I guess we should’ve seen it coming — I mean, MapReduce jobs are largely hand-coded. I’ve just never seen someone put it in quite those terms.
It’s already happening to some extent, according to Jorge Lopez, senior management, data integration, Syncsort, in a recent column for TDWI.
In 2012, more companies needed high-performance data integration, since conventional, batch-processing tools couldn’t keep up with Big Data’s scale and performance requirements, he writes. So, more companies started to “rely on constant manual tuning” to get the results.
This remark caught my eye, because it was only in late 2011 that the TDWI reported that the scales had shifted with more organizations abandoning hand-coding for data integration solutions. That certainly didn’t last long.
Anyway, based on this shift back to hand-coding, Lopez is predicting more hand-coding in 2013, even a veritable “spike” in hand-coding “as organizations seek alternative approaches to meet performance and scalability requirements.”
What’s interesting is that he doesn’t see the whole process being hand-coded, but in some cases, the hand-coding will be necessary to complete the integration.

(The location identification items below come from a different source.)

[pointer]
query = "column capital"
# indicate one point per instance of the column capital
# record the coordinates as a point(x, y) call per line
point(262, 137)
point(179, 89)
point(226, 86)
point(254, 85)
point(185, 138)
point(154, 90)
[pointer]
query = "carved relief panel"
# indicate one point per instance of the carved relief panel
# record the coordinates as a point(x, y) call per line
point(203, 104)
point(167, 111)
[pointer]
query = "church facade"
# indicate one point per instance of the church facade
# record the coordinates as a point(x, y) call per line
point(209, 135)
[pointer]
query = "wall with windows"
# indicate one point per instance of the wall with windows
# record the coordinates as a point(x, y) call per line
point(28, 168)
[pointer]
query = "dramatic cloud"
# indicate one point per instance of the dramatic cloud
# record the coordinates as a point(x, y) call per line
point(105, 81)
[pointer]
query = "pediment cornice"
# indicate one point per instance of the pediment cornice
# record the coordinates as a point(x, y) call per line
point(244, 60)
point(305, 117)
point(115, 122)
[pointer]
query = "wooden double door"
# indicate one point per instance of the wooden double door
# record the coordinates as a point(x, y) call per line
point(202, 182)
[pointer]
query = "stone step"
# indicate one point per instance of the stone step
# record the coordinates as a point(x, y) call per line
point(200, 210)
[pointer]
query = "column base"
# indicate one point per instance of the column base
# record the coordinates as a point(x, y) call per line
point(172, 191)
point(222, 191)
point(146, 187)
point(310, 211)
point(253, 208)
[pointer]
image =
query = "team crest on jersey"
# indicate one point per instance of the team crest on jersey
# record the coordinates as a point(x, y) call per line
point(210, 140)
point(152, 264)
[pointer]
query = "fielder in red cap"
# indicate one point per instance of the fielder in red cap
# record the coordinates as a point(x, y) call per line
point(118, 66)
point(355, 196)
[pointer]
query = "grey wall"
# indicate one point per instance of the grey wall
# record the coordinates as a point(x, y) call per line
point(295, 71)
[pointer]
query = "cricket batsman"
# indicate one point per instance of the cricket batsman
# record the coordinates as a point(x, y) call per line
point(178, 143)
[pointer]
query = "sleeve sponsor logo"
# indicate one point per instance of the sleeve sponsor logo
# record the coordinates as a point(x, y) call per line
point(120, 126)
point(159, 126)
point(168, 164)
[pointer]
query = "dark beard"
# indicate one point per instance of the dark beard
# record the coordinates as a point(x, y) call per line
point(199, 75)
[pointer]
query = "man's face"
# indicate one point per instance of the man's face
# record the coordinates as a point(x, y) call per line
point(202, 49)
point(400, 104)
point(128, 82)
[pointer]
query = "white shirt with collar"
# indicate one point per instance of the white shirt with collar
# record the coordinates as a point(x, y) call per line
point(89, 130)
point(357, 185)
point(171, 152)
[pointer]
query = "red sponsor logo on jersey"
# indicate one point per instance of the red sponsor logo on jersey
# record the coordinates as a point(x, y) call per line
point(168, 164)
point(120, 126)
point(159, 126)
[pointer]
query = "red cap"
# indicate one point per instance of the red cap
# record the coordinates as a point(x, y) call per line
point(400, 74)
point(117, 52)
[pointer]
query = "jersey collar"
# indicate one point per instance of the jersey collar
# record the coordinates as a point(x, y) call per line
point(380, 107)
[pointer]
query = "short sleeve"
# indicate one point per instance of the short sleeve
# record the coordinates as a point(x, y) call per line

Hadoop in particular creates a demand for manual coding because MapReduce relies on Java, Pig or Hive — not the SQL that’s foundational for so many enterprise solutions.
As you might expect, there will be consequences to all this new hand-coding.
“As organizations retreat to manual coding, they will face development and maintenance challenges, especially as big data continues to raise the requirements bar,” Lopez writes.
Lopez suggests that the solution will be “using friendly graphical user interfaces that leverage existing IT skills and highly scalable, self-tuning engines to help reduce the complexities of designing for performance.”
That’s a not so-subtle push for Synscort’s own solution, which accelerates integration and is built for large datasets. But I’m going to assume it’s not the only solution.
So, Big Data’s not going away, but it may change the data integration conversation even more than it already has.
Talend’s vice president of marketing, Yves de Montcheuil, recently explained how Big Data will intersect with another major integration technology, Master Data Management:
“Adding ‘Big’ to MDM does not mean that the master data hub will be stored in Hadoop (although NoSQL could enable this sooner than one thinks), nor does it mean that its size will grow exponentially in a short timeframe. Rather, it means that some of the big data (or new data) will be managed in the MDM hub itself, linked from the MDM hub in a federated approach, or will simply benefit from the consistency and resolution services that MDM brings to the table.”
Informatica’s Vice President of Cloud Data Integration Darren Cunningham agrees that MDM and Big Data will intersect this year. In general, he predicts a shift toward making Big Data more relevant by ensuring it’s available in a timely matter and that the data is high quality.
“Data scientists will continue to play an important role in the enterprise, but the bulk of the work to make Big Data useful is handled by the right approach to tackling the strategic requirement for better data integration and data quality,” Cunningham said during a recent Q&A with IT Business Edge.